Hopefully by now you are getting comfortable with the idea that all our models are simplifications, and so there is always going to be some difference between a model and real-life. This difference - the residual - will ideally just be randomness, and we assess this by checking for systematic patterns in the residual term.

Not much is different in the multilevel model - we simply now have “residuals” on multiple levels. We are assuming that our group-level differences represent one level of randomness, and that our observations represent another level. We can see these two levels in Figure 1, with the group-level deviations from the fixed effects (\(\color{orange}{\zeta_{0i}}\) and \(\color{orange}{\zeta_{1i}}\)) along with the observation-level deviations from that groups line (\(\varepsilon_{ij}\)).

Figure 1: Multilevel model with group \(i\) highlighted

Let’s suppose we are studying employee job satisfaction at the university. We have 399 employees from 25 different departments, and we got them to fill in a job satisfaction questionnaire, and got information on what their payscale was. We have also taken information from the national student survey on the level of student satisfaction for each department.

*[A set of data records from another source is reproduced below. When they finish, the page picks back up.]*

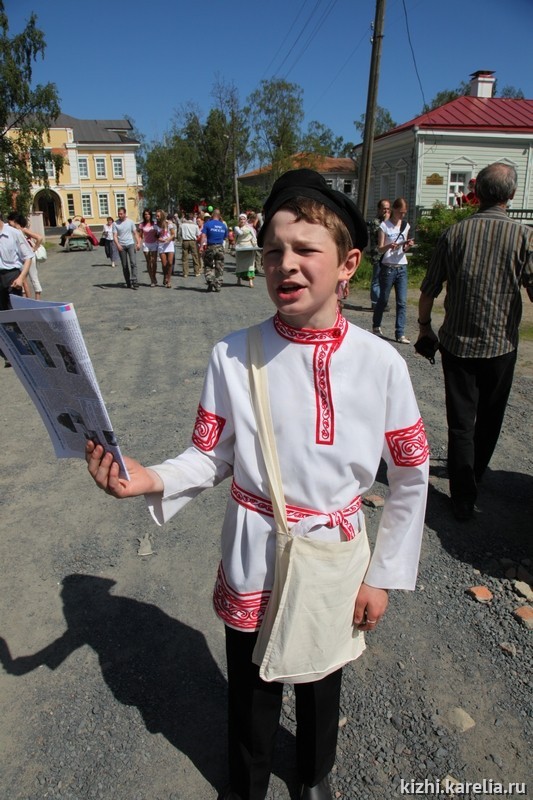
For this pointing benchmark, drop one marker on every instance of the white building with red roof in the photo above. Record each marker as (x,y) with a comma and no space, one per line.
(432,157)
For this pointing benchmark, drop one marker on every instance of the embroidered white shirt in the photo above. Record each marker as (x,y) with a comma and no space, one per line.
(341,399)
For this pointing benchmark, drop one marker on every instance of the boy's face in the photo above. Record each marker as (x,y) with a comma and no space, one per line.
(302,270)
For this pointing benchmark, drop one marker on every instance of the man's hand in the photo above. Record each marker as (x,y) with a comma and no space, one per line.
(370,605)
(105,473)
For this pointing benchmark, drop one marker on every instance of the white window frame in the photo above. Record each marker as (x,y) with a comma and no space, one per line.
(103,204)
(457,184)
(384,184)
(120,200)
(98,162)
(401,183)
(49,164)
(83,160)
(86,203)
(118,161)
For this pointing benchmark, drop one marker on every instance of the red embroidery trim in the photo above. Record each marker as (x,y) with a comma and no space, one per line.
(309,335)
(408,446)
(326,342)
(325,415)
(295,513)
(207,429)
(244,611)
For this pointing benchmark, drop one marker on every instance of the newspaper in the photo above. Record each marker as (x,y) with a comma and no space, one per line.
(44,343)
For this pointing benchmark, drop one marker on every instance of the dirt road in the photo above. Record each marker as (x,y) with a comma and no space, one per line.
(115,663)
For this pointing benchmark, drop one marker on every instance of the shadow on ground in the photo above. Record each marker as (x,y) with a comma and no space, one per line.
(502,525)
(154,662)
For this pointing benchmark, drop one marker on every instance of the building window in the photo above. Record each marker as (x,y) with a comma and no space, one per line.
(83,167)
(400,184)
(118,168)
(103,205)
(49,165)
(86,205)
(99,167)
(458,181)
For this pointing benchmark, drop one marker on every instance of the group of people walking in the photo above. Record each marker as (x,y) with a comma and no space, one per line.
(204,240)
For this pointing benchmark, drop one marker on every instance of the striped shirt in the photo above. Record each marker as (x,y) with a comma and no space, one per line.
(483,260)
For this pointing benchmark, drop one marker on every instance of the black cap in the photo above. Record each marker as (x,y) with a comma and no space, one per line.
(308,183)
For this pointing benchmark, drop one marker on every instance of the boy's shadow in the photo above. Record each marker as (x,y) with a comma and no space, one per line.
(148,660)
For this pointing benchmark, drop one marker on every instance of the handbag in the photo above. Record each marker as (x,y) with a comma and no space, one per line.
(308,630)
(40,253)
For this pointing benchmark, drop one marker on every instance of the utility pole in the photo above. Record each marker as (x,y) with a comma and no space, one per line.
(370,114)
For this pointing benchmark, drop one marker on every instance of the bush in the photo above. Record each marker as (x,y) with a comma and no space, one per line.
(428,230)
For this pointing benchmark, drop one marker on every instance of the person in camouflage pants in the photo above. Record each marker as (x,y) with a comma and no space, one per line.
(214,232)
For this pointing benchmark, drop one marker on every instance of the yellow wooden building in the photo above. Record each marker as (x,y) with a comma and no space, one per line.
(99,174)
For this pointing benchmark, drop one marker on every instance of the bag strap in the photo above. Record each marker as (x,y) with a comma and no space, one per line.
(261,405)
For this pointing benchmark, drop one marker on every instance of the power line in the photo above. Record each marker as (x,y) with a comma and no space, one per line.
(313,33)
(297,17)
(330,84)
(298,37)
(413,53)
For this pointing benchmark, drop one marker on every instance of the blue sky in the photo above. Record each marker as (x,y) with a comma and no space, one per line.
(109,58)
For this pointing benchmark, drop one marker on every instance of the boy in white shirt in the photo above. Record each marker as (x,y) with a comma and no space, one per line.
(345,401)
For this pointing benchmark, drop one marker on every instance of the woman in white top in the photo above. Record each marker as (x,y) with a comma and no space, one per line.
(109,242)
(245,244)
(165,247)
(34,240)
(393,242)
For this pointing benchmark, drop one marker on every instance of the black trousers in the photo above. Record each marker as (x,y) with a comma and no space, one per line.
(254,708)
(477,391)
(7,276)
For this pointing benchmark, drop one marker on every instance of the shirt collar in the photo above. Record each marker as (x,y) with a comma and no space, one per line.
(310,335)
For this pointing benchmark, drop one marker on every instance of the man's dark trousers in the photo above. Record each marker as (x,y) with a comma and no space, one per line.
(477,391)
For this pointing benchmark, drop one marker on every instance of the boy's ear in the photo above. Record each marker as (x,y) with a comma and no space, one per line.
(349,268)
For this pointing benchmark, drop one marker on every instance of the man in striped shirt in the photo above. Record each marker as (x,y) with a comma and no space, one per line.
(484,260)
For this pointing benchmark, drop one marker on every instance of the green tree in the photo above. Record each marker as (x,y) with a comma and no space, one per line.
(428,230)
(446,96)
(275,112)
(26,114)
(169,169)
(384,122)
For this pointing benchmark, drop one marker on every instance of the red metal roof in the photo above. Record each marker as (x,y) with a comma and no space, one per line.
(494,114)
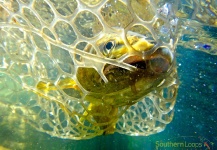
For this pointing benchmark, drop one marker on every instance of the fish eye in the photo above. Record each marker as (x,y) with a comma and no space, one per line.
(108,47)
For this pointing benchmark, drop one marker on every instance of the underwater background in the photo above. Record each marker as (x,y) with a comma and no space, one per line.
(193,126)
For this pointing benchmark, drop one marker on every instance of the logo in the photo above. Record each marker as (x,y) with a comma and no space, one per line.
(185,143)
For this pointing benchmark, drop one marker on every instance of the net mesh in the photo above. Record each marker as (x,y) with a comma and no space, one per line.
(44,43)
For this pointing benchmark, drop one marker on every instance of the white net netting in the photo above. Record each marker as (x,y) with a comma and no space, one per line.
(57,72)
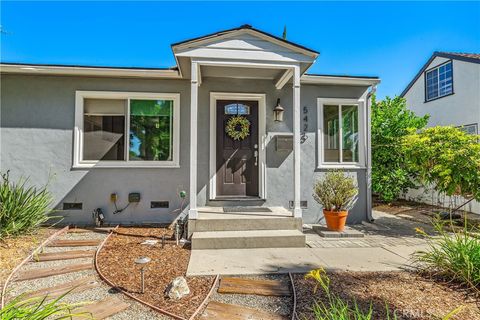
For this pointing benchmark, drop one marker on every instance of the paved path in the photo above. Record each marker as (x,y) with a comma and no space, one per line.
(387,246)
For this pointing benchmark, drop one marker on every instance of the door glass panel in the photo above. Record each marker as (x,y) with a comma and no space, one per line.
(331,133)
(350,133)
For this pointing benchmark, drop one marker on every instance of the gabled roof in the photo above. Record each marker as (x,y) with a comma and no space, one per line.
(244,27)
(467,57)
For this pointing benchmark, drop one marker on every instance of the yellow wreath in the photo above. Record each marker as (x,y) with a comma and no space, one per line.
(238,127)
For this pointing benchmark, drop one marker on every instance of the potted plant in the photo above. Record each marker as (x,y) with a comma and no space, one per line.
(337,193)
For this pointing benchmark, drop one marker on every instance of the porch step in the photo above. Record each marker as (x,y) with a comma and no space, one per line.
(248,239)
(243,222)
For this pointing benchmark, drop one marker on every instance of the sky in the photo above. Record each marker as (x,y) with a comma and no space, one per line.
(391,40)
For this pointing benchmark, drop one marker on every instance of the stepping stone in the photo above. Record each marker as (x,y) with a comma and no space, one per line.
(73,254)
(70,287)
(74,243)
(223,311)
(258,287)
(102,309)
(48,272)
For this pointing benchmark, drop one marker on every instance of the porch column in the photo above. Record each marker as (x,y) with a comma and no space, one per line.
(193,141)
(297,211)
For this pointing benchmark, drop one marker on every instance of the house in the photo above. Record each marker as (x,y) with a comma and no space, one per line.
(130,140)
(447,88)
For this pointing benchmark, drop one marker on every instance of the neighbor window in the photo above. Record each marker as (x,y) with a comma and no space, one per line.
(118,129)
(439,81)
(339,132)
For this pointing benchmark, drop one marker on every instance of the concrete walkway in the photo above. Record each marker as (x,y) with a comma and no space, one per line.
(387,246)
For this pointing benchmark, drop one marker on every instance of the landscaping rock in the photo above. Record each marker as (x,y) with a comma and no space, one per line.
(178,288)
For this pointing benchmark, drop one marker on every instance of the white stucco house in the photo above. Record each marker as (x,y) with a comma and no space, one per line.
(128,140)
(447,88)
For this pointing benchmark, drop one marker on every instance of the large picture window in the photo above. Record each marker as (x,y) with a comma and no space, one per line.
(340,134)
(126,129)
(439,81)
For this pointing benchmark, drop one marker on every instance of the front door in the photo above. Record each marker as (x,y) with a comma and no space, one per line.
(237,159)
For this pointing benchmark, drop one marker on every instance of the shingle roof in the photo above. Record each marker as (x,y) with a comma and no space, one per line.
(462,56)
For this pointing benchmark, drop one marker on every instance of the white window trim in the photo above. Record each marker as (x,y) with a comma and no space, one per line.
(321,164)
(80,96)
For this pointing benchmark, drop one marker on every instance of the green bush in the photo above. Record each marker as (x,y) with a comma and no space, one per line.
(391,122)
(40,308)
(336,191)
(336,308)
(22,208)
(446,158)
(453,256)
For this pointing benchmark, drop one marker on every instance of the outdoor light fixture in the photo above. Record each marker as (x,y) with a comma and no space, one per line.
(278,112)
(142,261)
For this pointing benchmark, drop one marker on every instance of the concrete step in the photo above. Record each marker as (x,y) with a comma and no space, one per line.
(238,222)
(248,239)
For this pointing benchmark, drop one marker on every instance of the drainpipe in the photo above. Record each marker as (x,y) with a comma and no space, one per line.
(368,154)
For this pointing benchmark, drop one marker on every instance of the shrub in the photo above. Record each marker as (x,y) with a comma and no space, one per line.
(22,208)
(454,256)
(391,122)
(40,308)
(336,191)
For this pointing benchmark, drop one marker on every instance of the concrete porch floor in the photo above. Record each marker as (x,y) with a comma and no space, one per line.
(387,246)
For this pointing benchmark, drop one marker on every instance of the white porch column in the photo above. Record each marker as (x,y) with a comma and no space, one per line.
(193,141)
(297,211)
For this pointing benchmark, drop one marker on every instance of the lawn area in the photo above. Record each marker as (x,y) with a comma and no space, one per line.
(412,296)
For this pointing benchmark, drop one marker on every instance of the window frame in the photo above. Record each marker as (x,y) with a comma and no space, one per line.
(438,82)
(362,143)
(80,97)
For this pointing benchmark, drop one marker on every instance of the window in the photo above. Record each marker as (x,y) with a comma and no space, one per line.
(116,129)
(470,128)
(340,133)
(439,81)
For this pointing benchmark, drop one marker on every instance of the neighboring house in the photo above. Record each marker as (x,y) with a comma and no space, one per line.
(447,88)
(97,131)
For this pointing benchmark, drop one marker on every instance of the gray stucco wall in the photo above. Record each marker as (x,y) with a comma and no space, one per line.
(37,120)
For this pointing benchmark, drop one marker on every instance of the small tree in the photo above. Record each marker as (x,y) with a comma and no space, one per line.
(446,158)
(391,122)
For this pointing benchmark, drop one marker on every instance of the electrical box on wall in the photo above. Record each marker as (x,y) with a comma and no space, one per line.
(134,197)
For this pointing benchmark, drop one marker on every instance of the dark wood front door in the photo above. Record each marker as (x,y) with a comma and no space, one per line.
(237,160)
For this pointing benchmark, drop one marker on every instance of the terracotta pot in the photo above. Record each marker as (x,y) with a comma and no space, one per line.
(335,219)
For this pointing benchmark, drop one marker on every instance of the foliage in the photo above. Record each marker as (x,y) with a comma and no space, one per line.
(22,208)
(454,256)
(40,308)
(391,122)
(238,127)
(336,191)
(336,308)
(446,158)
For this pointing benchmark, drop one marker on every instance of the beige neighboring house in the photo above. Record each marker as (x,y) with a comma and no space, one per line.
(447,88)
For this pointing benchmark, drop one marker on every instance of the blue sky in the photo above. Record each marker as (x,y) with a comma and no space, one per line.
(391,40)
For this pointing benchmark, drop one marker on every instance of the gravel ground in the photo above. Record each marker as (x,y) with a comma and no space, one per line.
(136,310)
(279,305)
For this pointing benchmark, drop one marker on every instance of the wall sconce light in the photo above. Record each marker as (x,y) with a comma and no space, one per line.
(278,112)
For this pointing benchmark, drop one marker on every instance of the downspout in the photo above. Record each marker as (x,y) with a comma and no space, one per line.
(368,154)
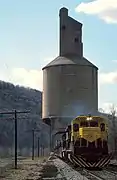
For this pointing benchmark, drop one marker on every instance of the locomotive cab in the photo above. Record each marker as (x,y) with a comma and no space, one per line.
(89,137)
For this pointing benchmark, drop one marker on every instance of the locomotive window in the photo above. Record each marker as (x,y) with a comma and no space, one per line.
(83,142)
(102,127)
(84,124)
(75,127)
(93,124)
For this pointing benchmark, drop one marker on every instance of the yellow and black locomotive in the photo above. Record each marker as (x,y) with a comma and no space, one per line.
(86,139)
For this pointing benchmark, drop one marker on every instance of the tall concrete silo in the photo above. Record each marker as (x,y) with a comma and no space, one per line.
(70,85)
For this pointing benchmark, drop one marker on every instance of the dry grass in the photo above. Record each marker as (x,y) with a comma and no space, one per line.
(27,169)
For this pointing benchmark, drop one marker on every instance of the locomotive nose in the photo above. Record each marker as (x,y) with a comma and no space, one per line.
(90,133)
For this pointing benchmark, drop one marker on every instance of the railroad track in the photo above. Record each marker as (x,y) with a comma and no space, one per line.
(105,174)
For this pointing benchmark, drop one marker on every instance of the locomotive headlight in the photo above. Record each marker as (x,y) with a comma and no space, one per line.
(89,118)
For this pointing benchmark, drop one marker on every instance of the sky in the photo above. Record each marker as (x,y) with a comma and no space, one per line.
(29,39)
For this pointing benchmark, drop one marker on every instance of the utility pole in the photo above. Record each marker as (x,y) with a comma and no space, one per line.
(38,146)
(15,116)
(33,143)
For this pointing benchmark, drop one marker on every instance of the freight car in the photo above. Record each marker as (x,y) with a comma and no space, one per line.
(86,140)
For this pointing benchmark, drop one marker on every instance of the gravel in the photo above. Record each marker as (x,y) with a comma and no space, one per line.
(67,172)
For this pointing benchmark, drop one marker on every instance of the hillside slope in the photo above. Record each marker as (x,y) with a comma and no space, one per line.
(20,98)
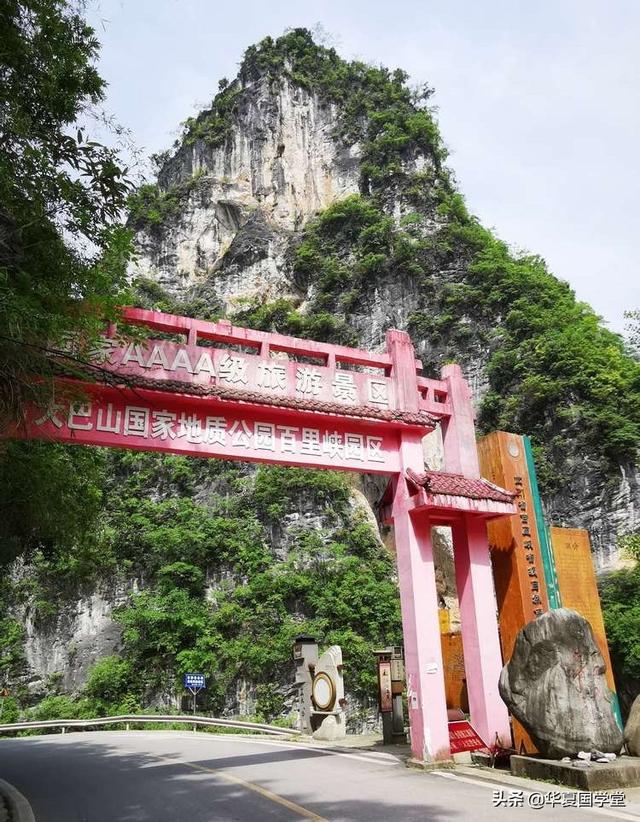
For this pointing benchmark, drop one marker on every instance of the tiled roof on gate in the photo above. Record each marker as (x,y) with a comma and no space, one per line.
(457,485)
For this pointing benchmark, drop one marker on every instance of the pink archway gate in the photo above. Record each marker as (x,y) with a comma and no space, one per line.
(234,393)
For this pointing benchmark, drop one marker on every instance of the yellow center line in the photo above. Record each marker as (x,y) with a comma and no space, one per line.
(250,786)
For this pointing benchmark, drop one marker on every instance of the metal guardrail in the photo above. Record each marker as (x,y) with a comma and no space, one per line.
(136,719)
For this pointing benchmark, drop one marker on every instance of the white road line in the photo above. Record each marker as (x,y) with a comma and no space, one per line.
(373,757)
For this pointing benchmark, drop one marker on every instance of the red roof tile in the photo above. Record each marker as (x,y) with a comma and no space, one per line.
(457,485)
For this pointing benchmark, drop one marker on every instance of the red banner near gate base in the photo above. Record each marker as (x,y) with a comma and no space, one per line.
(463,738)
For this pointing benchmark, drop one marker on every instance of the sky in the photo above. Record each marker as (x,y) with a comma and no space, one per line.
(538,103)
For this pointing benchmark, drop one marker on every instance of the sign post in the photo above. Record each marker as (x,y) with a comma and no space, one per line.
(194,682)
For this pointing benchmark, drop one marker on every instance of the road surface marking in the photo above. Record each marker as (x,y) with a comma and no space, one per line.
(251,786)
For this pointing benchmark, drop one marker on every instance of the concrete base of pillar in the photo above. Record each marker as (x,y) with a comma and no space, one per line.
(333,727)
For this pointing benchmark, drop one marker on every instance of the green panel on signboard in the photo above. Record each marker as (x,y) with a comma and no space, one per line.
(548,563)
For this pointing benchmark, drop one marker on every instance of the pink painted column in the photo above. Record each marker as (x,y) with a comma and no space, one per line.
(416,575)
(426,695)
(480,641)
(458,432)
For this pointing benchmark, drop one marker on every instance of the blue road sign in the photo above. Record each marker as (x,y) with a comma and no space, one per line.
(192,681)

Each datapoint here represents an individual employee, and these employees are grouped into departments.

library(tidyverse)
library(lme4)
jsuni <- read_csv("https://uoepsy.github.io/data/msmr_nssjobsat.csv")
head(jsuni)
# A tibble: 6 × 5
  NSSrating dept                                   payscale jobsat jobsat_binary
      <dbl> <chr>                                     <dbl>  <dbl>         <dbl>
1       4.8 International Public Health Policy            6     19             1
2       6.7 Language Sciences                             8     17             0
3       6.9 BSc Hons (Royal (Dick) Sch of Veterin…        7     17             0
4       6.3 Veterinary Sciences                           7     16             0
5       4.8 African Studies                               9     18             0
6       4   Electronics                                   7     18             0

We had a model that included by-participant random effects, such as:

jsmod <- lmer(jobsat ~ 1 + payscale + NSSrating + 
                (1 + payscale| dept), 
              data = jsuni)

The equation for such a model would take the following form:
\[ \begin{align} \text{For Employee }j\text{ from Department }i& \\ \text{Level 1 (Employee):}& \\ \text{Stress}_{ij} &= b_{0i} + b_{1i} \cdot \text{Payscale}_{ij} + \epsilon_{ij} \\ \text{Level 2 (Department):}& \\ b_{0i} &= \gamma_{00} + \zeta_{0i} + \gamma_{01} \cdot \text{NSSrating}_i\\ b_{1i} &= \gamma_{10} + \zeta_{1i} \\ & \qquad \\ \text{Where:}& \\ & \begin{bmatrix} \zeta_{0i} \\ \zeta_{1i} \end{bmatrix} \sim N \left( \begin{bmatrix} 0 \\ 0 \end{bmatrix}, \begin{bmatrix} \sigma_0 & \rho \sigma_0 \sigma_1 \\ \rho \sigma_0 \sigma_1 & \sigma_1 \end{bmatrix} \right) \\ & \qquad \\ & \varepsilon_{ij} \sim N(0,\sigma_\varepsilon) \end{align} \]

Note that this equation makes clear the distributional assumptions that our models make. It states the residuals \(\varepsilon\) are normally distributed with a mean of zero, and it says the same thing about our random effects!

Level 1 residuals

We can get the level 1 (observation-level) residuals the same way we used to do for lm() - by just using resid() or residuals(). Additionally, there are a few useful techniques for plotting these which we have listed below:

resid vs fitted

We can plot the residuals vs fitted model (just like we used to for lm()), and assess the extend to which the assumption holds that the residuals are zero mean. (we want the blue smoothed line to be fairly close to zero across the plot)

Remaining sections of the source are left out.